Junior Wordvoodoo Rocks

It is an amazing labyrinth of words
Every day I’m on just because it is Aladdin’s adventure
I always feel like I’m flying with the birds
I venture through word voodoo because every task rocks so I really do venture
If animals could talk they would really love it
Never is word voodoo blocked
That’s why I love it
So it really rocks
So I’m happy I’ve got it

2 comments:

Katie said...

Hi Bearcub!
Well done for this poem; your enthusiasm for Wordvoodoo really shines through it, which was clearly your aim. Getting your own message/meaning across in a poem is one of the most important aspects.
You have grasped the concept of the metaphor well in your first two lines, and carry across the theme of adventure throughout the whole poem, which works well as you focus on different aspects of adventure, from a labyrinth, to the story of Aladdin and flying, even to talking animals!
You’ve kept the rhyme scheme going all the way through, which can be a hard thing to do. Be careful, though, that you don’t repeat yourself for the sake of a rhyme, for example in your fourth line you use the word “venture” twice. Could you think of a different word to use for the first one, such as “delve” or “explore”? I’m sure you can think of something.
I like your half-rhyme with “blocked” and “rocks,” it’s good to remember that words don’t always have to rhyme exactly, and sometimes great effects can come from words clashing slightly. Again, be careful or repetition, as you use “rocks” a couple of times too. The word “really” is used quite a few times as well; you could come up with a different word for it or even get rid of it, as in line four it’s not really necessary. Instead the line could read, “so I venture,” rather than “so I really do venture”.
In line three you have used a simile, “I always feel like I’m flying with the birds”. It’s the “like” that makes it a simile rather than a metaphor. To turn this into a metaphor you could write, “I’m flying with the birds,” as it is the saying that you actually are doing something that makes it a metaphor, and a simile is saying it is like you are doing something.
There are not many metaphors in the last part of the poem; could you come up with some more, perhaps on the same theme of adventure?
I really like this poem, as it highlights how exciting writing can be and brings out the elements of adventure and how writing sets free the imagination.

englishguru said...

I can't really aim to compete with Katie's fantastic comments - and I agree that your sense of fun and enthusiasm burst out of this poem at every line. Well done on such an energetic start to wordvoodoo!
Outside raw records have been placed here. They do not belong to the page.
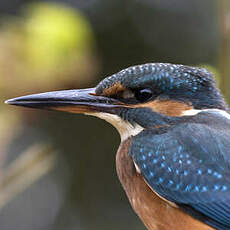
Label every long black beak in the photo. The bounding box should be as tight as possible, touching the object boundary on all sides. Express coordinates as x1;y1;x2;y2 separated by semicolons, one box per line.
5;88;123;114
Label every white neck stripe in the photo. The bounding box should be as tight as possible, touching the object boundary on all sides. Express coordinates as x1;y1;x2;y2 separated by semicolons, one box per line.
86;109;230;142
85;112;144;142
183;108;230;119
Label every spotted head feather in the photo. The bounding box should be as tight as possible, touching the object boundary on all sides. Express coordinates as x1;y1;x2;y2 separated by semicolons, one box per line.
96;63;227;110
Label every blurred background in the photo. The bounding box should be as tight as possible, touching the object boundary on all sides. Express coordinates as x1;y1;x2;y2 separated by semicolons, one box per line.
0;0;230;229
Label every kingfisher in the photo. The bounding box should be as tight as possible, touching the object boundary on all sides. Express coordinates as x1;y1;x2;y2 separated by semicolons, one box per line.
5;63;230;230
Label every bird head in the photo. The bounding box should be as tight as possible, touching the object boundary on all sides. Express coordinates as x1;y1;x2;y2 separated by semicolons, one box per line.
5;63;227;141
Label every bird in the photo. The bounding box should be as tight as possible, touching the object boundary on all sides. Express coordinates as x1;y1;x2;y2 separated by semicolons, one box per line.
5;63;230;230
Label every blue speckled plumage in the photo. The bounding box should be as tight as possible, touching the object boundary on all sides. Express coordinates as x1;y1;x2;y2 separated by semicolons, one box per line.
96;63;227;110
96;63;210;93
130;110;230;230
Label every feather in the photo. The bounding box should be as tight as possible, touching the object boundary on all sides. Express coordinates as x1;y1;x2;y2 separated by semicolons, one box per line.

However, I would like to add that I think it is SO important on wordvoodoo to try your ABSOLUTE best to follow the rules I set for each task. For this task, they were to: a) choose from one of the five titles/topics I gave you; b) write 8 lines (of similar length); c) rhyme the 2nd and 4th, and the 6th and 8th; and, most importantly (but also most difficultly) d) produce four, separate (2-line) metaphors. This last rule is the one which seems to have caused you the most difficulty.

Did you manage to have a go at the worksheets I directed you to, or look at any of the websites I suggested? You would also do well to look at some of this week's other attempts by other pupils and see which of those managed to create those metaphors. How did they do so? Can they teach you anything about how to do so yourself?

In future, if you do get stuck with a particular part of the task, there is no harm at all in asking me (or one of your teachers) for a little bit of help. They are not allowed to write any of it for you; but if there is something about the task which you don't understand (like how to make a metaphor) it is find for them to help you out with that.

Well done on your first task - and I can't wait to seeing how you will use your energy and enthusiasm with Task 2!